According to the Nature Journal, "The Water Kingdom" is a book that is written thematically in a way that presents historic accounts in a somewhat non-chronological way.

In the book's early chapters, Ball discussed the Great Rivers of China including the Yangtze and the Yellow Rivers, mentioning China's mythical ruler Emperor Yu as well as Communist leader Mao Zedong, the father of the People's Republic of China.

Ball also discussed philosophical texts covering the subject matter such as the fourth century BC teachings of Mencius which unveil the origin of the Chinese political ideology stating that he who controls the water controls the people.

He also tackled some historical proof of such ideology particularly in the art of war and real conflicts where the Great Rivers were used as weapons.

The Power of Water

"In 204 BC, for instance, an intentional rupturing of the Wei River dams led to the victory of the Han-dynasty forces," cited Nature.

Aside from that, the journal also took note of the addition of the Nationalist government's attempt to stop the advancing Japanese army in 1938 through the breach of the Yellow River dykes.

Of course, there had been destructive consequences for the Chinese people during those events though the point was still made in the end.
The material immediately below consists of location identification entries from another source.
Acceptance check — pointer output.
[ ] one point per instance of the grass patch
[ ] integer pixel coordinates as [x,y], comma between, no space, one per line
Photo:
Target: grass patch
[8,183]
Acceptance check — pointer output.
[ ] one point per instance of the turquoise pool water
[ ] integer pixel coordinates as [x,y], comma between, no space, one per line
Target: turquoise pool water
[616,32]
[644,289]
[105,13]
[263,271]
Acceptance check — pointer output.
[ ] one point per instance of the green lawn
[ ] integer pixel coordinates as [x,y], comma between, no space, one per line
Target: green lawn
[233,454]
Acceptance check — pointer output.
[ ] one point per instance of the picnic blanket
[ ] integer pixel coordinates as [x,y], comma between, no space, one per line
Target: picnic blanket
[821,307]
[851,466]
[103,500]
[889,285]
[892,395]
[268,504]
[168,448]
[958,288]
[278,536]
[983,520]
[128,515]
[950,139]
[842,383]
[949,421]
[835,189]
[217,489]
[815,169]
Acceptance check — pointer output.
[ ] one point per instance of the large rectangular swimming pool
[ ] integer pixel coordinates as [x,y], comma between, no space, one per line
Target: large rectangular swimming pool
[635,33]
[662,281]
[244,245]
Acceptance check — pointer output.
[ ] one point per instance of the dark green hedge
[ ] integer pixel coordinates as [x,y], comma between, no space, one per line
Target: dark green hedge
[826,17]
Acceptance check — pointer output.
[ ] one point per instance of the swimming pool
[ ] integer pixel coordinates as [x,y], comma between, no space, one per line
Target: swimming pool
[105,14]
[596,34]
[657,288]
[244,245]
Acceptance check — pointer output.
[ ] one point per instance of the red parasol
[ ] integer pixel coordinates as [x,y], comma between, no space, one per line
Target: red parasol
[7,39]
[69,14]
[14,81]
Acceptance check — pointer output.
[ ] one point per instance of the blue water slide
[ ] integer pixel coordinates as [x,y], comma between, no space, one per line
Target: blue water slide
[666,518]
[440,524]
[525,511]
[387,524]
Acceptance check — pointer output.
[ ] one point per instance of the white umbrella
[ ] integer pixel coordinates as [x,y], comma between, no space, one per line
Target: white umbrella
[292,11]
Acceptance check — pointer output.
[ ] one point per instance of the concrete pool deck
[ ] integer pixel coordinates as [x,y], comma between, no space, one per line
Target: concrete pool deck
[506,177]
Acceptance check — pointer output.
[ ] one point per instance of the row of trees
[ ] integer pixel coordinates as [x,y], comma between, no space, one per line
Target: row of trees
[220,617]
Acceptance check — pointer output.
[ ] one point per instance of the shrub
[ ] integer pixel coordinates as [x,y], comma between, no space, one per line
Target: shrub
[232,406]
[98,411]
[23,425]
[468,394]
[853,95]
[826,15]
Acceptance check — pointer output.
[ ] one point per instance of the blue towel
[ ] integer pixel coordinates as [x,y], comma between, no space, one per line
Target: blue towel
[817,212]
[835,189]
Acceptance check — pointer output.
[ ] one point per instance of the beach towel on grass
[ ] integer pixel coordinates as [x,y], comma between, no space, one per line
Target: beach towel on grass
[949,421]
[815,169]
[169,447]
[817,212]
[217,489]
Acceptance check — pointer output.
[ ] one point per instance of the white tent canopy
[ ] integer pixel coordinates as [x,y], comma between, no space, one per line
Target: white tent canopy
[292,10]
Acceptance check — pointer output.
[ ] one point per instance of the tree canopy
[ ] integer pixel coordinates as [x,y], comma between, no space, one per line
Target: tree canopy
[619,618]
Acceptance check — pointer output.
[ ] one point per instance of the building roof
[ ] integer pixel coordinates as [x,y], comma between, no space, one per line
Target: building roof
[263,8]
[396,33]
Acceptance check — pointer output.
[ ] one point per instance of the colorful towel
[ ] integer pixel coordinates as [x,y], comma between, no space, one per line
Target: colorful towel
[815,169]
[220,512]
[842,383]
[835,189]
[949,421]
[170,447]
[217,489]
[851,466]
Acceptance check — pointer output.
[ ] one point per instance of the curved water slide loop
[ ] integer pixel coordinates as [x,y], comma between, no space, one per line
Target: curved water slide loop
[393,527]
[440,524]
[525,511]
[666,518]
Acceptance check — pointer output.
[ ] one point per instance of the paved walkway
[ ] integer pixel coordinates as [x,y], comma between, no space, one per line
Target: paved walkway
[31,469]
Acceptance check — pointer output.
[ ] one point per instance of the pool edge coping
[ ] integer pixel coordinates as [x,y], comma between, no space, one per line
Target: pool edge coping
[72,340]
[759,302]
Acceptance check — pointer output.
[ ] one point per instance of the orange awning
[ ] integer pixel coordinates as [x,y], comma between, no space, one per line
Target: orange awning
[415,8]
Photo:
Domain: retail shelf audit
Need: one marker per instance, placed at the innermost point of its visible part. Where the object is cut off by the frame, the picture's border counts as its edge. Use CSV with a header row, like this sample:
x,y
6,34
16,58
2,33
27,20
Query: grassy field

In recent years, China appears to be applying the same concept in terms of gaining global power either consciously or subconsciously.

Take for example the extensive claims of the country in the South China Sea.

While it is a fact that the South China Sea is not a river, it acts as a passageway for traders and shippers in the Asia-Pacific and houses immeasurable underwater resources.

Considering that the Yellow River is about to dry up for good due to the continued water stress cited by the China Dialogue, the Middle Kingdom is bound to look for another body of water to make use in its quest for growth and power.